Answer: 4. 'There are other things you and your family can do to prevent the flu, such as hand washing.' Rationale: The statement 'There are other things you can do to prevent the flu, such as hand washing' is a teaching opportunity of which the nurse can take advantage and show the client the things that can be done to avoid infection. The response 'It's unfortunate, but there was such a limited supply available' is empathic, but it does not address the client's concern of vulnerability. The response 'There are many others who also were unable to get a flue vaccine' belittles the client for being concerned. The response 'I doesn't matter because the vaccine is for just one particular strain' may be true, but it belittles the client's concern.

Which team would be mobilized to manage the deceased at the earthquake zone where many people lost their lives? 1. Medical Reserve Corps (MRC) 2. National Veterinary Response Teams (NVRTs) 3. International Medical-Surgical Response Teams (IMSRTs) 4. Disaster Mortuary Operational Response Teams (DMORTs)

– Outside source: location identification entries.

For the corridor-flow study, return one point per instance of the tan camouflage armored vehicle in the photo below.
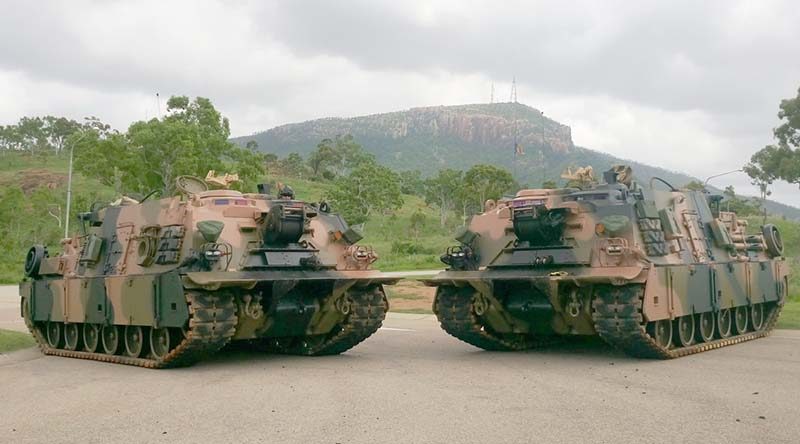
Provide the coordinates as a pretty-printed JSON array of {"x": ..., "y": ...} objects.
[
  {"x": 162, "y": 283},
  {"x": 655, "y": 271}
]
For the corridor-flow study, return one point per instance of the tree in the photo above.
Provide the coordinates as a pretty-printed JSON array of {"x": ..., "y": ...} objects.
[
  {"x": 292, "y": 165},
  {"x": 487, "y": 182},
  {"x": 190, "y": 140},
  {"x": 780, "y": 161},
  {"x": 443, "y": 192},
  {"x": 38, "y": 135},
  {"x": 411, "y": 182},
  {"x": 348, "y": 154},
  {"x": 742, "y": 207},
  {"x": 368, "y": 189},
  {"x": 321, "y": 158}
]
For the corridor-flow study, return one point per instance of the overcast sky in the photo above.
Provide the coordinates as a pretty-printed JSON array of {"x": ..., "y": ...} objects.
[{"x": 686, "y": 85}]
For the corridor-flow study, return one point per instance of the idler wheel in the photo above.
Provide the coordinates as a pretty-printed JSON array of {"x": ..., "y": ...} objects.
[
  {"x": 707, "y": 326},
  {"x": 757, "y": 316},
  {"x": 725, "y": 323},
  {"x": 686, "y": 331},
  {"x": 772, "y": 237},
  {"x": 161, "y": 342},
  {"x": 53, "y": 331},
  {"x": 661, "y": 331},
  {"x": 72, "y": 337},
  {"x": 740, "y": 318},
  {"x": 91, "y": 337},
  {"x": 110, "y": 337},
  {"x": 134, "y": 341}
]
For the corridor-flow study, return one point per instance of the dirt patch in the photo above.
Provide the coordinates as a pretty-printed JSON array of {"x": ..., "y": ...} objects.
[
  {"x": 29, "y": 180},
  {"x": 410, "y": 296}
]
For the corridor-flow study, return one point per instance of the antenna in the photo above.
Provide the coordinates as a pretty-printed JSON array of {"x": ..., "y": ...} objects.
[{"x": 513, "y": 98}]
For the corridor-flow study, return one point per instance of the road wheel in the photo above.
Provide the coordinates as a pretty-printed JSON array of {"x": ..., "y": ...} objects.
[
  {"x": 757, "y": 316},
  {"x": 707, "y": 326},
  {"x": 740, "y": 317},
  {"x": 725, "y": 323},
  {"x": 686, "y": 330},
  {"x": 110, "y": 338},
  {"x": 134, "y": 341},
  {"x": 72, "y": 336},
  {"x": 161, "y": 342},
  {"x": 661, "y": 331},
  {"x": 91, "y": 337},
  {"x": 54, "y": 334}
]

Answer: 4. Disaster Mortuary Operational Response Teams (DMORTs) Rationale: DMORTs are part of the DMAT. This team is specialized in managing mass fatalities during a disaster. The MRC helps staff hospitals or community health care settings that face shortages of nurses. They establish first aid stations and special-needs shelters in disasters. NVRTs provide emergency care to animals. IMSRTs provide fully functional field surgical facilities all over the world, wherever it is required.

How long would the nurse maintain isolation of a child with bacterial meningitis? 1. For 12 hours after admission 2. Until the cultures are negative 3. Until antibiotic therapy is completed 4. For 48 hours after antibiotic therapy begins

Answer: 4. For 48 hours after antibiotic therapy begins Rationale: Most child are no longer contagious after 24 to 48 hours of intravenous antibiotics. Twelve hours after admission is inadequate, even if antibiotics are started immediately. Keeping the child isolated until cultures are negative or antibiotic therapy is complete is an excessively long period and is unnecessary.

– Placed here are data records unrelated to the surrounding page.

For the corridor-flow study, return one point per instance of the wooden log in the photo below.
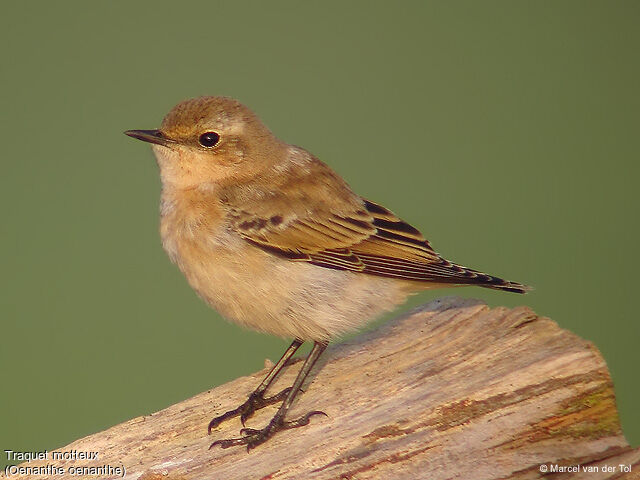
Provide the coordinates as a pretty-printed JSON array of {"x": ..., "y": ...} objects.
[{"x": 453, "y": 389}]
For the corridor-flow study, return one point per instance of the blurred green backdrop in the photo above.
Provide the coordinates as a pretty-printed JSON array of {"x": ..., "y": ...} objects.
[{"x": 507, "y": 131}]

Which physiological factor increases the risk of falls for a toddler? 1. Poor muscle coordination 2. Underdeveloped proprioception 3. Underdeveloped skeletal muscles 4. Poorly developed depth perception

Answer: 4. Poorly developed depth perception Rationale: The toddler has poor depth perception, which increases the risk of falling. Poor muscle coordination, undeveloped proprioception, or underdeveloped skeletal muscles are not physiological findings in a toddler.

Two nurses are planning to help a client with one-sided weakness move up in bed. Which principle of body mechanics would the nurses observe? 1. Instruct the client to position one arm on each shoulder of the nurses. 2. Direct the client to extend the legs and remain still during the procedure. 3. Have both nurses shift their weight from the front leg to the back leg as they move the client up in bed. 4. Position the nurses on either side of the bed with their feet apart, gather the pull sheet close to the client, turn toward the head of the bed, and then move the client.

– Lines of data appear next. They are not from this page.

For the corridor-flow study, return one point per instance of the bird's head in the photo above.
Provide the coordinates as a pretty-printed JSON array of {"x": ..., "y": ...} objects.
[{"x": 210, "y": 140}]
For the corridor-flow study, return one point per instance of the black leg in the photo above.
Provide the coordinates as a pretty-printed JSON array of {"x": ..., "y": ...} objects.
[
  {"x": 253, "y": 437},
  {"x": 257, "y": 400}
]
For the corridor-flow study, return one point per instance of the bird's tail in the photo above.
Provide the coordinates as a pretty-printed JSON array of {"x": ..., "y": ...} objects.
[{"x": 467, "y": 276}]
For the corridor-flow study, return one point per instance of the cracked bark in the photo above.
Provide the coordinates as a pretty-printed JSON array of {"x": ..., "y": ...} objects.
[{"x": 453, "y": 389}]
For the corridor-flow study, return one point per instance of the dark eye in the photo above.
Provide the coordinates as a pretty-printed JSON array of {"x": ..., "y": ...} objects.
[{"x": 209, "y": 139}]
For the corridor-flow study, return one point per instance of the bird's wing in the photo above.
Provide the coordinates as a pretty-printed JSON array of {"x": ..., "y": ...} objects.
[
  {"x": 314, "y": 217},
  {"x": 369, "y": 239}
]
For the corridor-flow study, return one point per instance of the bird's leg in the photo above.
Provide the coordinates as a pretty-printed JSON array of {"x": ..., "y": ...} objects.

Answer: 4. Position the nurses on either side of the bed with their feet apart, gather the pull sheet close to the client, turn toward the head of the bed, and then move the client. Rationale: Positioning the nurses on either side of the bed with their feet apart, gathering the pull sheet close to the client, turning toward the head of the bed, and then moving the client places both nurses in a stable position in functional alignment, thereby minimizing stress on muscles, joints, ligaments, and tendons. The client should be instructed to fold the arms across the chest; this keeps the client's weight toward the center of the mass being moved and keeps the arms safe during the move up in the bed. The nurses would assist the client in flexing the knees and placing the feet flat on the bed; this enables the client to push the body upward using a major muscle group. The client's assistance to the best of his or her ability reduces physical stress on the nurses as they move the client up in bed. One the count of three, weight should be shifted from the back to the front leg, not the front to the back leg. This action generates movement in the direction in which the client is being moved.